コストテーブルとは、物流や製造にかかる費用(運賃、荷役費、保管費など)を構成する原価要素を分解し、詳細に一覧化した基準表のことです。コスト構造を「見える化」し、適正価格の算出や削減ポイントの特定に用います。
物流におけるコストテーブルは、人件費、燃料費、車両費などの「原価要素」と、配送距離や作業時間などの「変動要因」を掛け合わせて構築されます。これを用いることで、物流企業は客観的なデータに基づいた論理的な運賃交渉が可能になります。また、無駄なプロセスの発見やコストシミュレーションに貢献するメリットもあります。一方で、テーブルの新規作成に多大な労力がかかる点や、定期的に更新しないと実態と乖離してしまう点が課題です。

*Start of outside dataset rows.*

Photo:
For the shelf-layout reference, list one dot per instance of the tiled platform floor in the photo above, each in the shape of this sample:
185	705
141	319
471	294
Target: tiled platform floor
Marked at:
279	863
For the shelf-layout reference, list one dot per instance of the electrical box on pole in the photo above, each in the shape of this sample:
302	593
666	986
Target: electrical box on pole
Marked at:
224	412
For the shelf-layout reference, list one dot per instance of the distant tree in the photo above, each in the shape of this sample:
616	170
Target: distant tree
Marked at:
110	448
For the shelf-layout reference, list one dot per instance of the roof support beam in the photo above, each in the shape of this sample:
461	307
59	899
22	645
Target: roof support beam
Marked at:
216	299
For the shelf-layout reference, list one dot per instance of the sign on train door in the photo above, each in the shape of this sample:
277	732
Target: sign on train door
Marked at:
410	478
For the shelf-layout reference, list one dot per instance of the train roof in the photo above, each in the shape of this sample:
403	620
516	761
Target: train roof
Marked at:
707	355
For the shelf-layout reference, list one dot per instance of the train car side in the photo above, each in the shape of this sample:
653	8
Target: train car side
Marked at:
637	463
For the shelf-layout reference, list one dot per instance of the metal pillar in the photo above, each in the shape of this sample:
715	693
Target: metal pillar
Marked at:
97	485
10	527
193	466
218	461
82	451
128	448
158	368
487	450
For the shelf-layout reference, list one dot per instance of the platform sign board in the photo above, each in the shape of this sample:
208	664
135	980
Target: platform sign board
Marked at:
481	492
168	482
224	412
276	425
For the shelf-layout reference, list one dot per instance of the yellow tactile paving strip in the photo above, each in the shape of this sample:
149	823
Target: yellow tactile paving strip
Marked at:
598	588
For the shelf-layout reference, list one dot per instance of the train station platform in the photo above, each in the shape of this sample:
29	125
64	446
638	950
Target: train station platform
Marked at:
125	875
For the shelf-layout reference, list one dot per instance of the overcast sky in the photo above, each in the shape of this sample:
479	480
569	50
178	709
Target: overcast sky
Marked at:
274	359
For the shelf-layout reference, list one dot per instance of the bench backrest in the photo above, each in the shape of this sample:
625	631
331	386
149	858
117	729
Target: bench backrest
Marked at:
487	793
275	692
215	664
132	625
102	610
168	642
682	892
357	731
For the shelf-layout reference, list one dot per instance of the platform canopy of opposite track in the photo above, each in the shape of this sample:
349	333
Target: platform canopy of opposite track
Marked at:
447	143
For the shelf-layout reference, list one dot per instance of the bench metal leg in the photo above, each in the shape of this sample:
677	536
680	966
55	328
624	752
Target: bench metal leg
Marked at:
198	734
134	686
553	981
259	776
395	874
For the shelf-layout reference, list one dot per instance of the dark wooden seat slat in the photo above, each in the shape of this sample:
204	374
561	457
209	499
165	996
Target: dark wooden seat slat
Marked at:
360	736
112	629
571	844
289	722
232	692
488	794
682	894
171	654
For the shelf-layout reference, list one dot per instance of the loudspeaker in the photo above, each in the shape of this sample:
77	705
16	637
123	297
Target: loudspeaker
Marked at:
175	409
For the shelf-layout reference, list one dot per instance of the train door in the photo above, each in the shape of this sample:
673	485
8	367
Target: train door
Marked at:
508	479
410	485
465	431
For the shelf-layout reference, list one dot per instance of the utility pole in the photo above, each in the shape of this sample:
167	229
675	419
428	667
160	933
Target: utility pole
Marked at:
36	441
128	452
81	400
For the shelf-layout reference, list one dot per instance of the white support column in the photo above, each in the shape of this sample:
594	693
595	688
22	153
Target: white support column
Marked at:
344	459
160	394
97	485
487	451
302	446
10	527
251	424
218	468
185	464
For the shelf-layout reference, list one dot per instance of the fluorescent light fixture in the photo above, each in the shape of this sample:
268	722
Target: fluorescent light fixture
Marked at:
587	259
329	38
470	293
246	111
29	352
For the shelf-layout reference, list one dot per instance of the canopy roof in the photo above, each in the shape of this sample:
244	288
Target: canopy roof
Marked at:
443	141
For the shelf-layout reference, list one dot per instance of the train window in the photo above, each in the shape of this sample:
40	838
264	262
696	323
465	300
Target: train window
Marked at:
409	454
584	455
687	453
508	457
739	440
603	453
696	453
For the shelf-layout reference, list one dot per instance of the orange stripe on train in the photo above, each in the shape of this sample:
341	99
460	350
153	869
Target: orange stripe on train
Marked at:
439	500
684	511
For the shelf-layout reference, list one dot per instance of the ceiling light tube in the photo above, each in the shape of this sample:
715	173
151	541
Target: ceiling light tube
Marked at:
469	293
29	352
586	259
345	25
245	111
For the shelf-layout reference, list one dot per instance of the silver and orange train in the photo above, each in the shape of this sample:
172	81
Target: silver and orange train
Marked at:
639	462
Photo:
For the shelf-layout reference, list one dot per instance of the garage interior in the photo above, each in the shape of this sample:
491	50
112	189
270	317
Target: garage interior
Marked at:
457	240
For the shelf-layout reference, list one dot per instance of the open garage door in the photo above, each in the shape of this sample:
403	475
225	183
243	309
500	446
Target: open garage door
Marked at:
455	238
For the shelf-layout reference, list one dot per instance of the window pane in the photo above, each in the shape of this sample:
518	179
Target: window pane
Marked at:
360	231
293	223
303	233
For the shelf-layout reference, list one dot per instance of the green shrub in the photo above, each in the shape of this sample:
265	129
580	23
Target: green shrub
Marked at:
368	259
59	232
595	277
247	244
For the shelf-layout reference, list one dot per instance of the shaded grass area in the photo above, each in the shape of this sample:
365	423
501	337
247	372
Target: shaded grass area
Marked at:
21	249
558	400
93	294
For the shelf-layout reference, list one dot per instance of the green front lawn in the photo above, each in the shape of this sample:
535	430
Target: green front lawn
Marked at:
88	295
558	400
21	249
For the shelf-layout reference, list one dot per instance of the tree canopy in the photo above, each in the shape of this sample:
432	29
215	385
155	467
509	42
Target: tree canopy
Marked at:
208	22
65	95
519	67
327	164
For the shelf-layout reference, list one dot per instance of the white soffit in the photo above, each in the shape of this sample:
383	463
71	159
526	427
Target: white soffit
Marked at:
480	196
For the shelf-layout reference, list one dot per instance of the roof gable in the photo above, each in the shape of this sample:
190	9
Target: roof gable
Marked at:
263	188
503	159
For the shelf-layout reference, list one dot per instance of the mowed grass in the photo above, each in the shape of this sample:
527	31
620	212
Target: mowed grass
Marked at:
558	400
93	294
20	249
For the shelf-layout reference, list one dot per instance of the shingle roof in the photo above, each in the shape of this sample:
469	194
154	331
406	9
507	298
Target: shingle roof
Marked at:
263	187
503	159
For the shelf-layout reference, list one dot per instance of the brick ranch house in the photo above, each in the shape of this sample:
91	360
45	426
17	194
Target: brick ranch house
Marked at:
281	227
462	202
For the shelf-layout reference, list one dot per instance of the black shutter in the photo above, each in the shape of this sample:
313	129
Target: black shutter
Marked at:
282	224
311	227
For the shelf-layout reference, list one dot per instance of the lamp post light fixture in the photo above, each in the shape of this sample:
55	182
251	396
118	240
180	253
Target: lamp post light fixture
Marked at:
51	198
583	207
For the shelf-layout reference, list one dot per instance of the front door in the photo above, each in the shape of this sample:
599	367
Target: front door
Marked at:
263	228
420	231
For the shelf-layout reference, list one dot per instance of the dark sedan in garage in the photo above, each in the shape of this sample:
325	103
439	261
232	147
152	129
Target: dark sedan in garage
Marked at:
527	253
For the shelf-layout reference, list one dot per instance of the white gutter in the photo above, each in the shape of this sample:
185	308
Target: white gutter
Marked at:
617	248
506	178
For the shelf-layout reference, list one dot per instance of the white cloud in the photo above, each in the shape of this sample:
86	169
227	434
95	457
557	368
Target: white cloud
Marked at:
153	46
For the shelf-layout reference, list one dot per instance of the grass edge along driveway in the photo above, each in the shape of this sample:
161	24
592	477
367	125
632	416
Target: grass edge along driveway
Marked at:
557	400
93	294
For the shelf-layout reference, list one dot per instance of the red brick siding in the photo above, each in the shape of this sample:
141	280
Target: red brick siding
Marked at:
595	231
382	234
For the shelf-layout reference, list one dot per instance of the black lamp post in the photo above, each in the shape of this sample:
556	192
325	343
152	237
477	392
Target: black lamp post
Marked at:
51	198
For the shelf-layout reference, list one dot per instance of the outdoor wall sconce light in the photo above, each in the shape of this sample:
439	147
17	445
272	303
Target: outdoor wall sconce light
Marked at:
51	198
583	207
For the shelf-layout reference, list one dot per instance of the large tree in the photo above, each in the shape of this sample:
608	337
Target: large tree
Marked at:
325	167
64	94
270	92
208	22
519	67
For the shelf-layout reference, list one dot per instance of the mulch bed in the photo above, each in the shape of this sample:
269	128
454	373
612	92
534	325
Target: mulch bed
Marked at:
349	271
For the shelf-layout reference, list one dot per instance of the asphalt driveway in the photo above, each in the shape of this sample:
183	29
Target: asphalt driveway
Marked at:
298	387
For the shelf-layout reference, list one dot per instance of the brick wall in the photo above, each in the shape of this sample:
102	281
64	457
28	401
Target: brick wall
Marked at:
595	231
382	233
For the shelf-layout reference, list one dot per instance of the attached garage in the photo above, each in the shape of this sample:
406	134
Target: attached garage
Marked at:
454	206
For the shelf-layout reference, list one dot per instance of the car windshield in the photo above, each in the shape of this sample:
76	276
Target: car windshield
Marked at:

ドライバー不足や働き方改革への対応、燃料高騰、賃上げ対応に伴い、コストテーブルの重要性は極めて高まっています。こうした中、TMS(運行管理システム)等のデジタル技術と連携し、稼働データからリアルタイムにコストを自動算出する「動的コストテーブル」の導入が加速しています。これにより、環境負荷(CO2排出量)とコストの双方を可視化し、持続可能な物流の実現に向けた意思決定を支えています。